3. Windows 11 doesn’t add many meaningful features
Windows 11 may have a different look and feel to Windows 10, but behind the scenes it’s very much the same operating system. At launch, several key Windows 10 features had actually been removed.
The likes of drag-and-drop support for the taskbar have since been restored, but many missing features will never make it into Windows 11. If you’re a fan of Live Tiles in the Start menu or viewing history across all your devices via Timeline, there’s no incentive to ‘upgrade’.
However, the main issue is those quotes. It’s difficult to view Windows 11 as a genuine upgrade over Windows 10. So why bother installing it? Windows 11 simply doesn’t have that killer feature that people want to upgrade for.
In the Windows 11 22H2 update Microsoft has added some value, though.

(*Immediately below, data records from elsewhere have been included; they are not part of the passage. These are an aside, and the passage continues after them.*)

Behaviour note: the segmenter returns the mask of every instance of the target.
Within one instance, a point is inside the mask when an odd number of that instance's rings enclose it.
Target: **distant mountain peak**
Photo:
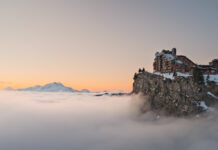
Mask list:
[[[25,89],[17,89],[18,91],[36,91],[36,92],[79,92],[71,87],[64,86],[61,82],[52,82],[45,84],[44,86],[33,86]],[[88,90],[82,90],[80,92],[89,92]]]

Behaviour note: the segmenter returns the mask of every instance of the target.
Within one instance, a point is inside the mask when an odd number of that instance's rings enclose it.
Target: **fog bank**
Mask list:
[[[196,119],[137,113],[136,98],[0,92],[1,150],[215,150],[217,111]]]

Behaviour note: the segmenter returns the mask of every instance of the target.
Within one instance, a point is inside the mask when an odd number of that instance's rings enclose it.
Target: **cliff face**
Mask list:
[[[144,96],[142,111],[150,105],[154,111],[176,116],[198,114],[218,101],[215,83],[205,86],[196,84],[192,77],[171,80],[149,72],[135,75],[133,93]]]

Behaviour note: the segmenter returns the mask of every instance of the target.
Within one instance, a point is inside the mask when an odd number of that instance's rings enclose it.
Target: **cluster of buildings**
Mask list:
[[[154,72],[160,73],[192,73],[197,67],[203,74],[218,74],[218,59],[209,62],[208,65],[198,65],[184,55],[177,55],[176,48],[162,50],[155,54],[153,63]]]

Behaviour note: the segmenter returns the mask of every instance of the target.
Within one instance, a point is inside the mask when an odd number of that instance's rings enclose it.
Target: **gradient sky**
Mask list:
[[[0,0],[0,88],[131,90],[158,50],[217,58],[217,17],[217,0]]]

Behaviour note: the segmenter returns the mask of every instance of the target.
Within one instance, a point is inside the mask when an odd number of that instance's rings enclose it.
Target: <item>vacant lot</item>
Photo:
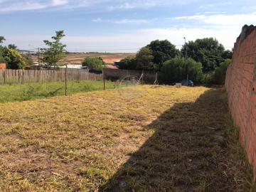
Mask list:
[[[0,191],[248,191],[222,90],[151,87],[0,104]]]
[[[102,81],[81,80],[68,82],[68,95],[103,90]],[[106,89],[114,89],[115,82],[105,82]],[[65,95],[64,82],[33,82],[0,85],[0,102],[25,101]]]
[[[112,65],[114,61],[122,60],[126,57],[135,57],[134,53],[68,53],[66,55],[65,61],[69,64],[80,65],[85,57],[101,57],[107,64]],[[33,60],[37,62],[38,58],[33,57]]]

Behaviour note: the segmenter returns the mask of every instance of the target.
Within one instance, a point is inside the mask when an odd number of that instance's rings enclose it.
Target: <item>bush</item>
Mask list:
[[[4,48],[0,46],[0,63],[5,63],[4,58]]]
[[[119,69],[135,70],[137,66],[136,58],[127,57],[120,60]]]
[[[85,58],[82,63],[83,67],[87,67],[90,70],[102,70],[105,65],[102,58]]]
[[[7,63],[7,68],[23,69],[25,67],[25,59],[18,50],[5,48],[4,50],[4,60]]]
[[[33,65],[32,57],[29,55],[22,55],[24,58],[25,65],[26,66],[31,66]]]
[[[209,75],[209,79],[206,82],[208,84],[224,85],[227,69],[231,63],[230,59],[226,59],[220,64],[214,72]]]
[[[203,78],[202,64],[188,58],[175,58],[166,61],[161,69],[161,80],[164,83],[178,82],[186,78],[185,64],[188,63],[188,79],[201,82]]]

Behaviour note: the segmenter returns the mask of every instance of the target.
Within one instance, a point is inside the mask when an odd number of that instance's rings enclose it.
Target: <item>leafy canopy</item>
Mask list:
[[[196,82],[203,77],[202,64],[192,58],[175,58],[166,61],[161,69],[161,78],[165,83],[178,82],[186,78],[185,65],[188,64],[188,78]]]
[[[136,55],[137,70],[156,70],[156,65],[153,62],[154,56],[152,50],[147,47],[142,48]]]
[[[3,42],[5,41],[6,39],[4,38],[4,37],[3,36],[0,36],[0,44],[3,43]]]
[[[119,63],[119,69],[135,70],[137,67],[136,58],[133,57],[127,57]]]
[[[178,54],[178,50],[168,40],[153,41],[146,47],[151,50],[153,63],[157,65],[159,69],[165,61],[175,58]]]
[[[1,44],[5,41],[4,37],[0,36],[0,44]],[[4,47],[0,45],[0,63],[4,63]]]
[[[186,43],[181,48],[183,55],[185,55],[186,49],[187,49],[188,57],[201,62],[203,72],[206,73],[213,71],[225,59],[232,57],[232,53],[225,51],[223,46],[213,38],[197,39]]]
[[[25,67],[25,59],[21,53],[14,49],[4,48],[4,60],[7,63],[7,68],[23,69]]]
[[[210,78],[210,82],[208,82],[208,83],[224,85],[227,69],[228,65],[230,64],[230,59],[226,59],[223,63],[221,63],[220,66],[214,70],[213,73]]]
[[[83,67],[87,67],[90,70],[102,70],[105,65],[102,58],[85,58],[82,63]]]
[[[65,56],[65,48],[66,47],[66,45],[64,45],[60,42],[60,40],[65,37],[64,31],[56,31],[55,33],[56,36],[51,38],[53,41],[48,40],[43,41],[46,45],[48,46],[47,48],[41,49],[43,54],[41,60],[46,68],[61,65],[60,61]]]

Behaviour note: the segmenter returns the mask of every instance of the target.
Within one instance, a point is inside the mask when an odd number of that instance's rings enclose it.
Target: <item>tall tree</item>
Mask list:
[[[225,60],[223,58],[225,51],[223,46],[213,38],[189,41],[181,48],[183,55],[185,55],[186,47],[187,47],[188,56],[201,63],[203,72],[206,73],[213,70]]]
[[[48,68],[60,65],[60,61],[65,56],[65,48],[66,45],[60,42],[60,40],[65,37],[64,31],[56,31],[55,33],[56,36],[52,37],[53,41],[43,41],[48,48],[41,49],[43,54],[41,60],[43,65]]]
[[[142,48],[136,55],[136,68],[138,70],[156,70],[157,67],[153,60],[152,50],[147,47]]]
[[[168,40],[155,40],[146,47],[152,50],[153,63],[157,64],[158,69],[161,68],[165,61],[175,58],[178,54],[178,50]]]
[[[86,57],[82,63],[84,67],[87,67],[90,70],[102,70],[106,64],[102,58]]]
[[[6,39],[3,36],[0,36],[0,44],[2,43]]]
[[[4,37],[0,36],[0,44],[5,41]],[[5,62],[4,58],[4,47],[0,45],[0,63]]]
[[[14,44],[9,44],[8,48],[11,49],[17,49],[18,47],[15,46]]]
[[[7,63],[7,68],[23,69],[25,67],[25,59],[18,50],[4,48],[4,60]]]

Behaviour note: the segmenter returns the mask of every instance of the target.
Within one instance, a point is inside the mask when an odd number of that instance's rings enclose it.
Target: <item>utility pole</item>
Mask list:
[[[186,37],[184,37],[185,40],[185,73],[186,75],[186,80],[187,80],[187,85],[188,85],[188,52],[187,52],[187,45],[186,41]]]
[[[40,65],[40,48],[38,48],[38,65]]]
[[[68,65],[66,65],[65,70],[65,95],[68,95],[68,86],[67,86],[67,75],[68,75]]]

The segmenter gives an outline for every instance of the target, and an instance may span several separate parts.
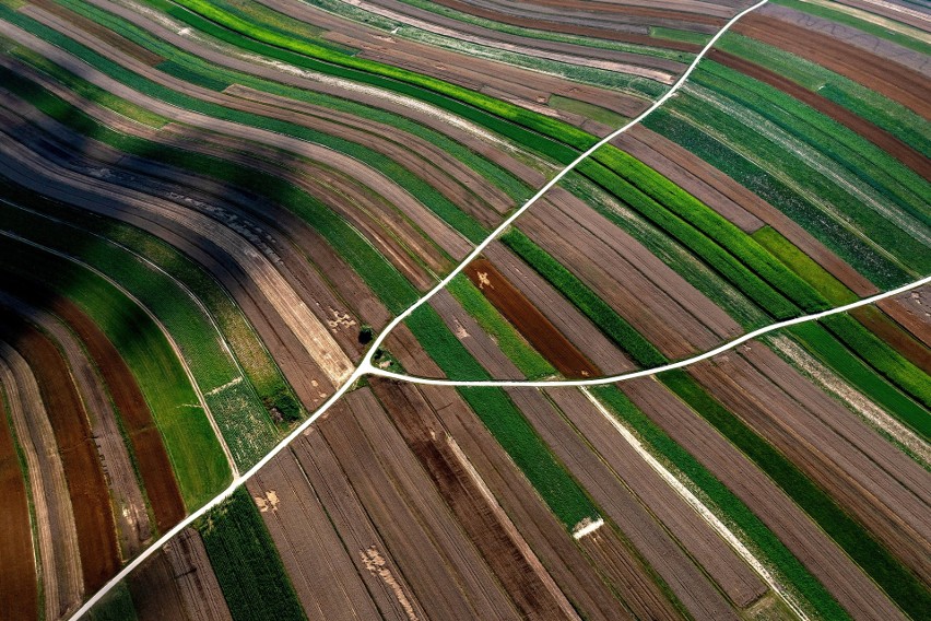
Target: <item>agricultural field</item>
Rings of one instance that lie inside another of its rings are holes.
[[[0,0],[0,617],[931,610],[931,11]]]

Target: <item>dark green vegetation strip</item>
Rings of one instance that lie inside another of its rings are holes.
[[[189,509],[232,479],[223,448],[172,345],[145,312],[94,272],[0,236],[3,265],[80,306],[119,350],[152,411]]]
[[[813,576],[785,543],[741,501],[727,485],[711,474],[695,457],[682,448],[652,420],[641,412],[615,386],[590,388],[621,420],[634,427],[639,440],[650,447],[650,453],[662,455],[696,484],[715,503],[728,519],[735,524],[764,555],[764,563],[773,566],[811,604],[822,619],[849,619],[850,616],[830,593]]]
[[[307,619],[274,541],[245,488],[202,518],[198,529],[233,619]]]
[[[691,122],[658,109],[644,125],[702,157],[722,173],[798,222],[827,248],[883,289],[893,289],[911,277],[897,262],[879,255],[840,223],[820,216],[820,210],[768,172]]]
[[[844,106],[919,153],[931,153],[929,124],[901,104],[810,60],[732,32],[718,39],[718,46]]]
[[[608,338],[628,352],[637,364],[649,368],[668,362],[665,356],[614,308],[527,235],[511,229],[502,236],[502,241],[585,313]]]
[[[708,395],[690,375],[670,371],[662,374],[660,380],[782,488],[893,601],[914,619],[924,618],[931,610],[931,591],[824,490]]]
[[[223,107],[219,104],[204,102],[185,93],[173,91],[156,82],[153,82],[137,73],[129,71],[120,67],[119,65],[103,58],[98,54],[90,50],[81,44],[78,44],[72,39],[61,35],[60,33],[57,33],[51,28],[47,28],[46,26],[39,24],[38,22],[35,22],[34,20],[25,15],[11,12],[2,5],[0,5],[0,19],[10,21],[11,23],[14,23],[20,27],[35,34],[36,36],[58,47],[61,47],[62,49],[69,51],[75,57],[93,66],[104,74],[114,78],[115,80],[118,80],[121,83],[151,97],[161,99],[163,102],[169,103],[184,109],[198,112],[200,114],[204,114],[213,118],[229,120],[233,122],[238,122],[240,125],[246,125],[250,127],[266,129],[276,133],[282,133],[285,136],[291,136],[300,140],[305,140],[307,142],[322,144],[337,152],[344,153],[346,155],[350,155],[351,157],[360,160],[361,162],[364,162],[375,171],[379,171],[390,178],[400,180],[403,184],[404,188],[412,196],[414,196],[414,198],[421,201],[428,209],[436,212],[437,215],[439,215],[440,218],[448,219],[448,223],[453,229],[456,229],[457,226],[461,229],[460,233],[462,233],[466,237],[480,239],[483,238],[485,235],[484,230],[478,223],[475,223],[470,216],[459,210],[458,207],[452,204],[452,202],[450,202],[433,186],[431,186],[429,184],[427,184],[426,181],[424,181],[423,179],[421,179],[420,177],[394,162],[392,159],[382,155],[381,153],[378,153],[363,144],[358,144],[349,140],[344,140],[342,138],[338,138],[335,136],[323,133],[321,131],[309,129],[307,127],[298,126],[287,121],[271,119],[250,113],[233,110]],[[202,75],[208,80],[212,80],[212,78],[209,78],[205,74]],[[229,164],[227,164],[227,166],[229,166]],[[250,171],[249,174],[245,176],[245,179],[250,180],[251,178],[256,177],[256,175],[257,173]],[[272,187],[274,188],[276,186],[281,186],[282,184],[284,184],[284,181],[278,180]],[[243,187],[248,186],[247,183],[239,183],[238,185]],[[262,195],[263,192],[259,191],[258,194]],[[298,215],[302,214],[300,212],[297,213]],[[347,229],[347,237],[360,236],[357,233],[353,235],[351,227]],[[332,243],[331,239],[328,241]]]
[[[432,306],[425,304],[414,310],[405,325],[447,377],[491,379]],[[460,387],[457,390],[567,528],[574,528],[586,517],[598,516],[586,493],[556,460],[507,392],[493,387]]]
[[[532,242],[521,233],[511,231],[503,239],[570,301],[580,300],[581,304],[587,304],[589,295],[597,300],[590,290],[588,294],[585,293],[587,288],[571,277],[568,270],[549,257],[544,250],[534,247]],[[802,295],[804,295],[803,292]],[[665,359],[646,339],[606,305],[598,312],[588,312],[584,306],[579,308],[638,364],[658,366],[665,362]],[[618,330],[618,323],[623,323],[620,325],[625,328]],[[797,328],[811,326],[817,328],[813,324],[797,326]],[[825,336],[827,336],[826,332]],[[830,341],[840,347],[833,339]],[[928,609],[927,607],[931,605],[931,594],[923,588],[921,582],[765,438],[729,412],[685,372],[665,372],[659,375],[659,379],[776,481],[898,606],[911,614]],[[726,508],[727,504],[721,506]],[[778,555],[778,551],[776,553]],[[792,571],[791,567],[785,570],[780,567],[780,570]]]
[[[135,621],[135,607],[126,582],[116,585],[87,613],[90,621]]]
[[[520,106],[495,99],[482,93],[470,91],[462,86],[423,75],[414,71],[384,65],[340,54],[327,49],[313,42],[302,40],[263,28],[236,15],[217,9],[204,0],[177,0],[169,4],[162,0],[150,0],[153,7],[179,19],[188,25],[225,40],[237,47],[257,51],[264,56],[279,58],[298,66],[322,71],[358,82],[377,84],[391,91],[415,95],[419,99],[438,103],[441,107],[456,112],[467,118],[482,118],[485,122],[496,126],[499,133],[508,136],[522,143],[545,144],[539,138],[549,137],[578,150],[585,150],[594,144],[597,139],[564,121],[544,115],[535,114]],[[187,10],[181,10],[184,7]],[[455,104],[455,105],[453,105]],[[471,108],[471,112],[469,110]],[[462,114],[463,112],[470,114]],[[480,121],[481,122],[481,121]],[[521,126],[518,128],[517,126]],[[529,130],[538,132],[533,139]],[[504,130],[504,131],[500,131]],[[525,140],[521,140],[520,138]],[[530,139],[527,142],[526,139]],[[559,145],[559,151],[573,154],[566,147]],[[546,152],[545,149],[542,150]],[[559,157],[562,161],[562,157]]]
[[[915,51],[920,51],[921,54],[929,56],[931,55],[931,45],[928,45],[926,40],[920,40],[916,37],[908,36],[904,33],[891,31],[884,27],[882,24],[874,24],[867,20],[861,20],[856,15],[850,15],[848,13],[844,13],[841,11],[835,11],[829,7],[822,7],[818,4],[814,4],[812,2],[800,2],[799,0],[773,0],[776,4],[782,4],[785,7],[790,7],[797,11],[801,11],[803,13],[809,13],[810,15],[816,15],[818,17],[824,17],[830,22],[835,22],[838,24],[845,24],[847,26],[852,26],[858,31],[862,31],[864,33],[869,33],[873,36],[884,38],[886,40],[891,40],[895,44],[898,44],[903,47],[907,47],[909,49],[914,49]],[[926,7],[927,8],[927,7]],[[868,12],[868,11],[864,11]],[[886,17],[887,19],[887,17]],[[889,20],[894,21],[894,20]],[[919,36],[922,36],[919,33]]]
[[[2,16],[2,7],[0,7]],[[365,280],[386,306],[400,313],[416,300],[414,288],[365,237],[322,202],[271,175],[238,164],[182,151],[114,131],[59,97],[4,70],[3,85],[48,116],[115,149],[212,177],[278,202],[319,232]],[[220,108],[217,106],[217,108]],[[220,108],[225,109],[225,108]]]

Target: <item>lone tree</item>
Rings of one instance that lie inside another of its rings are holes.
[[[368,324],[363,326],[362,329],[358,331],[358,342],[361,342],[364,345],[367,345],[368,343],[370,343],[372,339],[374,337],[375,337],[375,332],[373,332],[372,326],[369,326]]]

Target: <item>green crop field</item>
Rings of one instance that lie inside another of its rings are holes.
[[[307,619],[245,488],[203,517],[198,529],[233,619]]]

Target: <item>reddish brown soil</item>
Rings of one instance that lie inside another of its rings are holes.
[[[84,407],[61,353],[48,339],[5,313],[0,314],[0,325],[39,384],[68,478],[84,588],[96,591],[116,574],[120,561],[109,490]]]
[[[816,62],[931,118],[928,80],[901,65],[758,13],[746,15],[734,25],[734,31]]]
[[[503,524],[502,516],[483,496],[446,434],[434,432],[438,421],[416,388],[385,380],[373,380],[372,386],[520,612],[528,618],[571,618],[567,614],[570,607],[563,593],[547,589],[553,584],[550,574],[535,555],[532,559],[526,555],[527,542],[516,530],[509,531],[510,520]]]
[[[916,366],[931,373],[931,349],[904,330],[888,315],[875,306],[861,306],[850,314]]]
[[[597,377],[600,371],[530,303],[509,280],[485,259],[466,268],[469,280],[566,377]]]
[[[617,31],[611,31],[608,28],[597,28],[591,26],[578,26],[574,24],[559,24],[555,22],[541,22],[540,20],[533,20],[528,17],[520,17],[516,15],[509,15],[507,13],[503,13],[499,11],[490,11],[485,9],[480,9],[474,7],[473,4],[469,4],[467,2],[460,2],[458,0],[437,0],[437,4],[443,4],[445,7],[449,7],[451,9],[456,9],[457,11],[461,11],[463,13],[471,13],[473,15],[478,15],[480,17],[484,17],[486,20],[492,20],[494,22],[500,22],[505,24],[511,24],[515,26],[523,26],[527,28],[542,30],[542,31],[554,31],[559,33],[573,34],[573,35],[581,35],[589,36],[593,38],[603,38],[609,40],[620,40],[625,43],[634,43],[639,45],[650,45],[656,47],[665,47],[669,49],[677,49],[681,51],[692,51],[697,52],[702,50],[700,45],[683,43],[683,42],[668,42],[664,39],[655,39],[647,35],[634,34],[634,33],[624,33]],[[625,9],[628,9],[625,7]],[[716,24],[720,23],[720,20],[715,22]]]
[[[885,131],[868,121],[867,119],[853,114],[848,110],[844,106],[839,104],[835,104],[830,99],[822,97],[817,93],[809,91],[804,86],[801,86],[791,80],[779,75],[775,71],[770,71],[765,67],[761,67],[754,62],[749,60],[744,60],[738,56],[732,54],[728,54],[727,51],[722,51],[720,49],[712,49],[708,54],[708,58],[720,62],[731,69],[736,69],[738,71],[750,75],[761,82],[765,82],[770,86],[775,86],[779,89],[783,93],[793,96],[800,102],[810,105],[815,108],[820,113],[829,116],[837,122],[847,126],[852,129],[870,142],[876,144],[881,149],[891,153],[894,157],[899,160],[903,164],[910,167],[912,171],[924,177],[926,179],[931,179],[931,160],[893,136],[892,133]]]
[[[2,395],[0,395],[2,397]],[[34,619],[38,610],[38,583],[26,485],[13,436],[0,398],[0,610],[9,619]]]
[[[33,301],[42,290],[42,285],[36,282],[11,280],[8,286],[23,298]],[[185,503],[162,435],[155,426],[135,377],[106,335],[70,300],[49,294],[43,301],[43,306],[61,317],[74,330],[103,376],[132,444],[156,525],[160,531],[165,532],[185,517]]]
[[[76,25],[81,30],[87,31],[89,33],[92,33],[95,37],[98,37],[101,40],[106,42],[114,49],[118,49],[120,52],[127,54],[144,62],[145,65],[154,67],[165,60],[161,56],[152,54],[144,47],[135,45],[131,40],[121,37],[114,31],[102,26],[101,24],[92,20],[81,16],[78,13],[70,11],[69,9],[66,9],[64,7],[52,2],[51,0],[30,0],[30,4],[39,7],[54,15],[58,15],[59,17],[68,20],[70,23]]]
[[[436,377],[439,367],[431,360],[404,327],[391,332],[391,352],[403,353],[406,370],[415,375]],[[408,390],[409,388],[403,388]],[[514,460],[495,441],[456,390],[440,386],[419,386],[437,421],[429,431],[437,436],[449,433],[469,457],[472,466],[515,522],[521,535],[563,589],[587,619],[616,620],[631,617],[603,582],[604,569],[587,559],[569,537],[565,527],[543,503],[540,494],[515,466]],[[624,591],[618,591],[626,599]]]

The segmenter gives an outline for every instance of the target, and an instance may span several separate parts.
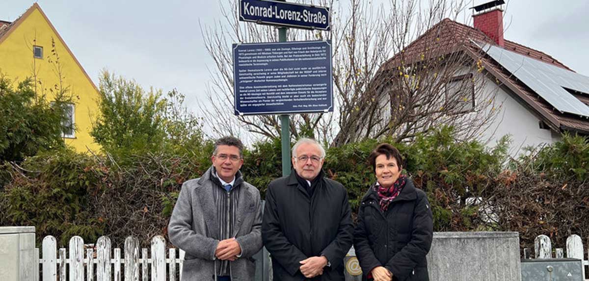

Rather than just working in the background, the likes of Live Captions and tabs in File Explorer are genuinely useful. Hopefully, that’s a sign of things to come.
Live Captions is an excellent accessibility feature
4. Windows 11 is a big visual overhaul
As a rule, people don’t like change. And they certainly don’t like it when an app gets updated and makes everything suddenly look unfamiliar. Unfortunately, that’s exactly what happens after installing Windows 11. The Start menu, Action Center and many stock apps look completely different, and there are new ways to search and multitask.
Microsoft made this mistake with the widely hated Windows 8’s new Start screen. And now, there’s again a learning curve. Admittedly, Windows 11 isn’t quite as big a change, but you’ll need to spend a little while getting to grips with it.
Most people use Windows for simple productivity tasks. Why make people learn a new method when there’s no need to?
With the exception of new features, there’s relatively little Microsoft could’ve done to avoid these issues. It was always going to take a while for the huge Windows 10 user base to make it to Windows 11, but there’s now a risk that Windows 12 will be released before the masses have even moved to Windows 11.
Windows 12 is rumoured to arrive in 2024, with the company adopting a three-year cycle for major releases of Windows. But if true, it could be plagued by low adoption once again.